Data stored deep inside nested structures (like json or object fields) can be addressed using dots as separators in the field name during queries.

For example, the document {"product": {"attributes": {"color": "red"}}} is matched by:

product.attributes.color:red
warning Caution: Escaping Dots in Keys

If the literal keys of your object contain dots (e.g., {"k8s.component.name": "cameo"}) and you did not set expand_dots: true, CameoDB will try to match a nested structure by default. To remove this ambiguity and match the exact key, you must escape the dots in your query:

k8s\.component\.name:cameo

view_list Types of Query Clauses

Exact Term

Matches documents if the targeted field contains a token exactly equal to the provided term.

field:value

Term Prefix

Matches if the field contains a token starting with the value. Will match quickstart but not qui.

field:quick*

Term Set (IN)

Matches if the document contains any of the tokens provided in the array.

Performance Note: Similar to OR statements, but highly optimized for large lists of values.

field:IN [ab cd ef]

Exact Phrase format_quote

Matches if the field contains the exact sequence of tokens.

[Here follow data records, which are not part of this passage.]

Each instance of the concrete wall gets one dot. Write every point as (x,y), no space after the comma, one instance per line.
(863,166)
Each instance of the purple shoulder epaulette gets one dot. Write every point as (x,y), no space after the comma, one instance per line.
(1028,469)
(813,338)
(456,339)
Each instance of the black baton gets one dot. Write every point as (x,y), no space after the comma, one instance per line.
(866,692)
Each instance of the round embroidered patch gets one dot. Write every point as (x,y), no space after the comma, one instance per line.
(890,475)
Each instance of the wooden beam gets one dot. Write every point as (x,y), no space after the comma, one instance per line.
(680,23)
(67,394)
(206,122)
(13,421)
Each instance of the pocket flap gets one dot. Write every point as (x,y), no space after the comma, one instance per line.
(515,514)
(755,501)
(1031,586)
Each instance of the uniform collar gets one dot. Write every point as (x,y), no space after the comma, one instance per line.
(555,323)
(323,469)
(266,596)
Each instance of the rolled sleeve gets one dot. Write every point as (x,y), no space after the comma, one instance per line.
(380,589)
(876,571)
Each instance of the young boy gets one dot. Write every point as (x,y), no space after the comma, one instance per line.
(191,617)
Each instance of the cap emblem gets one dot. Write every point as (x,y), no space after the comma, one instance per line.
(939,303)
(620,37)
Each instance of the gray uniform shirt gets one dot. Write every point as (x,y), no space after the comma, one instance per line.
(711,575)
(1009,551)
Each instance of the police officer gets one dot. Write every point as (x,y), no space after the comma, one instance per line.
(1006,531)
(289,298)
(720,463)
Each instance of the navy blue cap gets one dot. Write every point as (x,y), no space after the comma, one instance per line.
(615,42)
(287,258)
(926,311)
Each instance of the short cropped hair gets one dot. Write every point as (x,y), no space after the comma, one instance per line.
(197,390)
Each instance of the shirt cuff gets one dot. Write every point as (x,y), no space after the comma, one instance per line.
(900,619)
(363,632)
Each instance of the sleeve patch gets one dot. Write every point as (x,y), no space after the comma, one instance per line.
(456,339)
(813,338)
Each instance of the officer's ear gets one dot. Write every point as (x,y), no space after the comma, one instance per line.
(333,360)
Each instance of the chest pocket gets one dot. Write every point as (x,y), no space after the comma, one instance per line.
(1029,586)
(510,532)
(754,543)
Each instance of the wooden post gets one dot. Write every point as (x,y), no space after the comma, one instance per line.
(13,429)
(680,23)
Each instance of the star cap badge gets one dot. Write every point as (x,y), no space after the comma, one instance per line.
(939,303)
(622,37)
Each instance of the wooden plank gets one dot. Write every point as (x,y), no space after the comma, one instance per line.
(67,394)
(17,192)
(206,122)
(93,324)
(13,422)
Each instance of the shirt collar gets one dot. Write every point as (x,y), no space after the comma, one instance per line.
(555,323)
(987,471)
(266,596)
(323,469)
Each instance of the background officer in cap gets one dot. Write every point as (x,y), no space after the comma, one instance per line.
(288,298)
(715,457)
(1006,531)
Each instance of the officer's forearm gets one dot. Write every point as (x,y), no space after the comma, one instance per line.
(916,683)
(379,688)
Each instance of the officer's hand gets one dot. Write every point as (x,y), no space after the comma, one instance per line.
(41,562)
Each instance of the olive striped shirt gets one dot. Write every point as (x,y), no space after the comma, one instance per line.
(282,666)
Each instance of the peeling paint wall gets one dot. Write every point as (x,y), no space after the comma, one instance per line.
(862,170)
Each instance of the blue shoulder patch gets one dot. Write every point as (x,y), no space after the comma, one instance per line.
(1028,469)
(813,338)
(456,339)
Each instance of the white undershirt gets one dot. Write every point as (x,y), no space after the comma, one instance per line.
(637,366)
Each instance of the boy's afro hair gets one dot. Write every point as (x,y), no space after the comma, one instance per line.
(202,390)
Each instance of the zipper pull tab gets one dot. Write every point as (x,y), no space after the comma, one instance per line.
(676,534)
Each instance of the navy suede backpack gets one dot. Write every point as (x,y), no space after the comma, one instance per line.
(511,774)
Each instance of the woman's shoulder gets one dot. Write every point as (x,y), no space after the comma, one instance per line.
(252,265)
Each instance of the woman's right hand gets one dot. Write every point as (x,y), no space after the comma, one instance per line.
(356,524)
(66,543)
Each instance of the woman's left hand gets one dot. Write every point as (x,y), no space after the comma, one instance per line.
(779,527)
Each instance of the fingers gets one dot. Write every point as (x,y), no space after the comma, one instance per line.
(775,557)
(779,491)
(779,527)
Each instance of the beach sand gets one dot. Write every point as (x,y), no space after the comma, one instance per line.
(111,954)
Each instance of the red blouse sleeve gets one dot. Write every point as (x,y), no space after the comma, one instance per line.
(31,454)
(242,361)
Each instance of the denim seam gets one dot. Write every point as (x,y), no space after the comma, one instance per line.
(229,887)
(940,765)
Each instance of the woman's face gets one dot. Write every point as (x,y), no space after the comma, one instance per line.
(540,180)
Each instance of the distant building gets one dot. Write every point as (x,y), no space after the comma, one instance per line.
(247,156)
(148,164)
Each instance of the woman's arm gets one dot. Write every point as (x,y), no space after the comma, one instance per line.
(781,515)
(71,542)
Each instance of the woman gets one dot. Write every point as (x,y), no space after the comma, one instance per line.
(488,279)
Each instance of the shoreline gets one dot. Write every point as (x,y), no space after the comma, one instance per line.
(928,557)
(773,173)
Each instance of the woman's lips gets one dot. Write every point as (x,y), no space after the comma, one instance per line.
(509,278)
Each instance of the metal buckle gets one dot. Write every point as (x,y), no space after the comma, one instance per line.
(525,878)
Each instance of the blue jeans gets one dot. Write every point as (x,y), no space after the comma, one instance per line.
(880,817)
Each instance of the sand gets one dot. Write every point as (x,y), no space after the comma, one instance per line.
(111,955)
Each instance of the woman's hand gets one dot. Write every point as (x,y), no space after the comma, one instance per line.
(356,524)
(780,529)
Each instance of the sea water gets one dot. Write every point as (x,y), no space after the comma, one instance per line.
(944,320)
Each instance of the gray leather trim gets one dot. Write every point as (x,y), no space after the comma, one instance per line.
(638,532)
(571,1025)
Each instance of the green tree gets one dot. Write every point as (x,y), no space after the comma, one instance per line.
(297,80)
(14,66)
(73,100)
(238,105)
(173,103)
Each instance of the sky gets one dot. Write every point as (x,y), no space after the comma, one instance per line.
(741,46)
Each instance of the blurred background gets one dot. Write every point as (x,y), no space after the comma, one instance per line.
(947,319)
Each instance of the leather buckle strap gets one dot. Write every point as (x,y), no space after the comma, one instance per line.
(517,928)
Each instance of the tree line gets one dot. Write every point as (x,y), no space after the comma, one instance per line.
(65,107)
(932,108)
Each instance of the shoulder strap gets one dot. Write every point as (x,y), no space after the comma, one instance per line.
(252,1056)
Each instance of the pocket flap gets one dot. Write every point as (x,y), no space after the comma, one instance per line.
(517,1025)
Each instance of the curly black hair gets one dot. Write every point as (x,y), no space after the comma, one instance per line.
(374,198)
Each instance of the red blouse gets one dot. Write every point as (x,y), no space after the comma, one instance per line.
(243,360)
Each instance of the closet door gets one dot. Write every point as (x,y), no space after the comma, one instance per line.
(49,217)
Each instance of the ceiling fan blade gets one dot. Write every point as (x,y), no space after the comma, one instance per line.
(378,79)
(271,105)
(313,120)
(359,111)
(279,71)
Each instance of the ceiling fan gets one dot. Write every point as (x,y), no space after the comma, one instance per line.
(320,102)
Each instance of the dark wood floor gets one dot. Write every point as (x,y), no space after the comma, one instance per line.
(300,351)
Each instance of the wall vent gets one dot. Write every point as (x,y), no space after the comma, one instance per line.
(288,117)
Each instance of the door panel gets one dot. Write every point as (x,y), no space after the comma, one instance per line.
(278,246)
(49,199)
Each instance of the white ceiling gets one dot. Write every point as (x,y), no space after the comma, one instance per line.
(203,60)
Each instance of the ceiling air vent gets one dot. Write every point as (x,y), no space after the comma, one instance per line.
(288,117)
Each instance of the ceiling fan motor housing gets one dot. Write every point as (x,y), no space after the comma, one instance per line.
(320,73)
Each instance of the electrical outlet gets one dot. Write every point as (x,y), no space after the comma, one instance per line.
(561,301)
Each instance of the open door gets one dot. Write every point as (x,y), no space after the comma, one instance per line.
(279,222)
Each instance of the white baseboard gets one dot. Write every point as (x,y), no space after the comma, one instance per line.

The field must have been configured with record: position.

field:"looks good to me"

The Slop Operator ~N

Allows matching a sequence with some distance/transposition.

"looks to me"~1

Matches "looks good to me" (distance 1).

Phrase Prefix

Matches an exact sequence, but the last token acts as a prefix wildcard. Note: CameoDB trims phrase prefix results to the first 50 matching terms in storage order for performance.

field:"thanks for your contrib"*

Range Queries linear_scale

Matches tokens between provided bounds. For text fields, ranges are lexicographic on UTF-8 bytes. For numbers/dates, they behave naturally. You must explicitly provide the field name.

Inclusive Bounds [ ]

ip:[127.0.0.1 TO 127.0.0.50]
date:>=2024-01-01

Exclusive Bounds { }

ip:{127.0.0.1 TO 127.0.0.50}
date:>2024-01-01

Field Exists

Matches any document where the specified field is set/populated.

field:*

Match All

Returns every document in the index. Cannot be prefixed with a field name.

*

functions Building Queries & Operators

Implicitly, if no operator is provided between clauses, AND is assumed.

AND

Matches only if both sides evaluate to true.

OR

Matches if either (or both) sides evaluate to true.

NOT or -

Negates the clause. -term is identical to NOT term.

data_array Grouping & Precedence

Parentheses are used to force the order of evaluation. Without parentheses, NOT takes precedence over everything, and AND takes precedence over OR.

a AND b OR c is interpreted as (a AND b) OR c.

(field1:one OR field1:two) AND field2:three

rule Field Validation Rules

CameoDB strictly validates index field names based on the following regex:

^[@$_\-a-zA-Z][@$_/\.\-a-zA-Z0-9]{0,254}$

In plain language:

  • It needs to have at least one character.
  • It can only contain uppercase and lowercase ASCII letters [a-zA-Z], digits [0-9], dots ., hyphens -, underscores _, slashes /, at @ and dollar $ signs.
  • It must not start with a dot or a digit.
  • It must be different from CameoDB's reserved mapping names: _source, _dynamic, _field_presence.
info

Because the . character is used for JSON nested object traversal during queries, it is highly recommended to avoid using dots directly in your base field names to prevent having to escape them on every search.